Python Implementations of Some Reinforcement Learning Algorithms

Note: the Python code described in this section is less general and slower than the C++ code below. However, Python is a versatile and easy language to use, so I think having two versions can be useful.

For the Double Q-learning paper, I've uploaded some supplementary material, include a Python implementation of the reinforcement learning algorithms Q-learning, Double Q-learning, QV-learning, Sarsa and Expected Sarsa. You can get the code here. This code is part of a larger Python implementation that I have made and that I might upload sometime soon. The code is not really documented, but should be fairly self-explicatory.

When you unpack the supplements file, the algorithms and the used domains (a small grid and a roulette simulation) can be found in the file called RL.py. The file Run.py can be used to run an experiment and write various results to a log file. The files Roulette.py and Grid.py use the code to run such experiments. Also included is some code to plot the results.
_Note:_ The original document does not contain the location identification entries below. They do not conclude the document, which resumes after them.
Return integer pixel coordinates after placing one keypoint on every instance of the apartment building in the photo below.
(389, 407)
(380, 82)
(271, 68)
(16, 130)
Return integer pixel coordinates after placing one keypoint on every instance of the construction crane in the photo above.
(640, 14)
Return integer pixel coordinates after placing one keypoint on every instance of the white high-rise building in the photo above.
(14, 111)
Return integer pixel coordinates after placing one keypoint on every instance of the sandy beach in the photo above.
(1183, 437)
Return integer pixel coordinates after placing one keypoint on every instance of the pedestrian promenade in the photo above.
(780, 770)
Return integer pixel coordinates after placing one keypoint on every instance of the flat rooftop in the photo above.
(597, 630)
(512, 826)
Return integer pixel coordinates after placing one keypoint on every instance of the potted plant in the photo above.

This plotting code requires matplotlib, all the other code only uses standard libraries. The code that can be downloaded now was specifically tailored for the Double Q-learning paper, but it is set up fairly general and can easily be reused for other purposes.

Feel free to use this code, or the more general C++ implementation below. If you find it useful, or you have remarks or questions, please let me know.

C++ Implementations of Some Reinforcement Learning Algorithms

The C++ code that can be downloaded is faster and more general than the Python code from the former section. A few differences include that the Python code as of yet does not have any function approximators implemented, whereas the C++ code features a neural network implementation. Other differences include the presence of Cacla (included in C++, not in Python) and Double Q-learning (included in Python, not in C++). However, these algorithms are fairly easy to include, using the description in the respective papers that can be found in my publications list.

Note: I also have made C++ implementations of the populair Mountain Car benchmark and of the Helicopter benchmark that was used for the reinforcement learning competition. The latter is a C++ adaptation of the original Java code that was used in the competition (see the helicopter domain on the rl-competition website and the RL-library for further documentation and source code). I do not guarantee that the C++ implementation of the helicopter is correct or bugfree, but the two implementations (Java and C++) seem to generate the same trajectories, which seems comforting. If you have interest in the code for any of these benchmarks, feel free to contact me. When I find the time, I might upload them here, but I do not know if or when this will happen.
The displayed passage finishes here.